Best of 2009 Part Two

OK. Last week I zipped through documentaries, animated films, action and horror.
This week a quick round up of the best mainstream English-speaking films and my favourite foreign language films of the year.

Films In English
And, although it seems a long time ago now, the various films nominated at last year's Oscars were actually a pretty good crop. Slumdog Millionaire, the Best Picture winner, was as good as everyone says, creating a brilliant vision of Bombay, from the cruellest slums to the wild energy and colour of its streets. With an appealing cast and dynamic direction, this was storytelling of the highest order.
Mickey Rourke, impressive in many small roles since his return to acting, got to prove his not inconsiderable worth in Darren Aronofsky's The Wrestler, the sad tale of an aging fighter clinging to dreams of glory, while Ron Howard atoned for his bland Dan Brown adaptations by making the gripping Frost Nixon, wherein the famous Watergate interview became a veritable gladiatorial contest between a lightweight David Frost and Frank Langella's self-loathing president.
Doubt was another acting showcase, pitting Philip Seymour Hoffman's dubious priest against the buttoned down sanctimony of Meryl Streep's mother superior, while The Curious Case Of Benjamin Button amazed with its faultless special effects, all aimed at allowing Brad Pitt to age in reverse, a plot gimmick that sounded outlandish but was achieved with such style that it never detracted from the film's melancholic ruminations on memory and the passing of time.

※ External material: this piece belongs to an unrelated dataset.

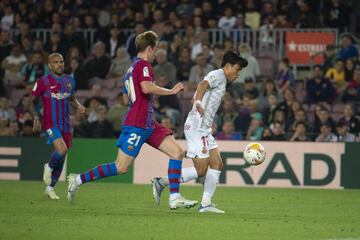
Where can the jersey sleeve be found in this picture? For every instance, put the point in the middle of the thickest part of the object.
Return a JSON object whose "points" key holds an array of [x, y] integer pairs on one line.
{"points": [[38, 88], [212, 80], [144, 72]]}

Clever scripts were all over the place it seems. Best Original Screenplay winner In Bruges was a quirky Irish take on Tarantino-like hitmen, with Colin Farrell and Brendon Gleeson hanging out in the titular city and talking a lot. The Coen Brothers followed their Oscar-winning No Country For Old Men by throwing everyone a curveball with Burn After Reading, a comedy that did its best to wrong-foot you at every turn and a spy film without any actual spying. It also featured a side-splitting cameo from Brad Pitt.

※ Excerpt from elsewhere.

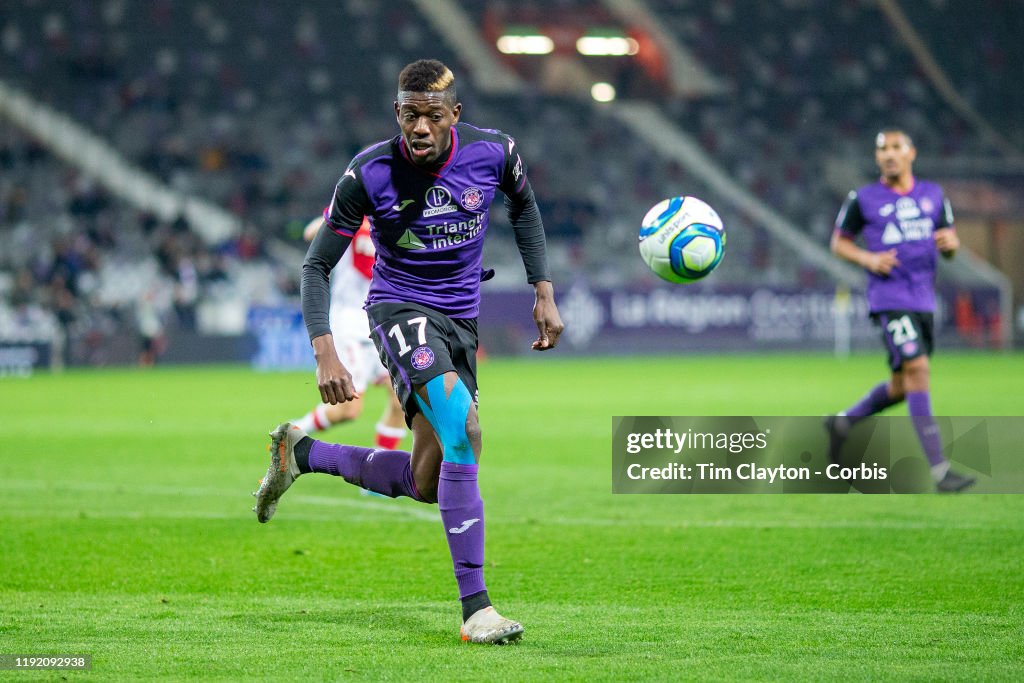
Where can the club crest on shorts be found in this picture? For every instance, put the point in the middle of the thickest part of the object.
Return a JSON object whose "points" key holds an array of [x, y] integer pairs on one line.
{"points": [[472, 198], [423, 357]]}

Strangest of the comedies was, however, Synecdoche, New York, a metaphysical extravaganza from the warped mind that brought us Being John Malkovich and Eternal Sunshine of the Spotless Mind. The bizarre plot has Philip Seymour Hoffman's theatre director awarded a 'Living Genius” grant which he uses to mount a play that will examine his own life. So he hires an actor to play himself and, later, an actor to play the actor playing himself. And so on… It's dazzling, baffling, and surprisingly moving.
Less unusual but still groundbreaking was Michael Mann's Public Enemies, with an outrageously charismatic Johnny Depp as doomed outlaw John Dillinger. Filmed in striking high def, this may be a sign of how all movies will look one day.

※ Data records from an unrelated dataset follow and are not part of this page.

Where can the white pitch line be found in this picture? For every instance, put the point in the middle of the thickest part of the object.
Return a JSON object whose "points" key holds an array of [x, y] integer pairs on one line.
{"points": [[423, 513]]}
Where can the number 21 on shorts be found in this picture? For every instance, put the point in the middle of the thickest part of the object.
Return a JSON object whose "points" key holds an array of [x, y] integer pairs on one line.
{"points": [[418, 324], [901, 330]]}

And, last but not least, two offerings from Britain, both seriously downbeat. Hunger vividly examines IRA prisoner Bobby Sands' hunger strike in Maize prison while The Red Riding Trilogy is a series of three intertwining films exploring corruption in the Yorkshire Police force in the seventies and eighties. Extraordinary achievements.

World Cinema
Strange, beautiful and visionary, You, The Living came from Sweden. Possibly the strangest film I saw all year, it is composed of a series of static interlinked tableaux from a city where everything is a grey-green pastel colour. Those with a correspondingly surreal sense of humour will find it hilarious.
The Counterfeiters posed moral dilemmas a-plenty as it told the true story of Jewish prisoners forced to work as forgers for the Nazis, while The Band's Visit was a slow yet minutely observed look at tentative relations between Egypt and Israel, seen through the eyes of a touring orchestra lost and taken in by wary locals.
Palm D'Or winner The Class was the most honest, fully-rounded and intelligent film about the conflicts of modern education you could hope to see as it observed a term's teaching at a working class Parisian high school, while Ben X (not to be confused with Ben 10) was Dutch film that used striking visuals and sound editing to take you inside the world of an autistic teenager.
My two favourites from Asia were both detective films, South Korea's The Chaser, soon to be remade in America by the same folk that did The Departed, and Johnny To's Mad Detective. They show an originality and vitality so often missing from their Hollywood counterparts.
And for some mind-bending time travel action try Timecrimes, a low-budget Spanish flick that makes up in sheer ingenuity what it might lack in budget. It cant' be long before someone remakes this one too.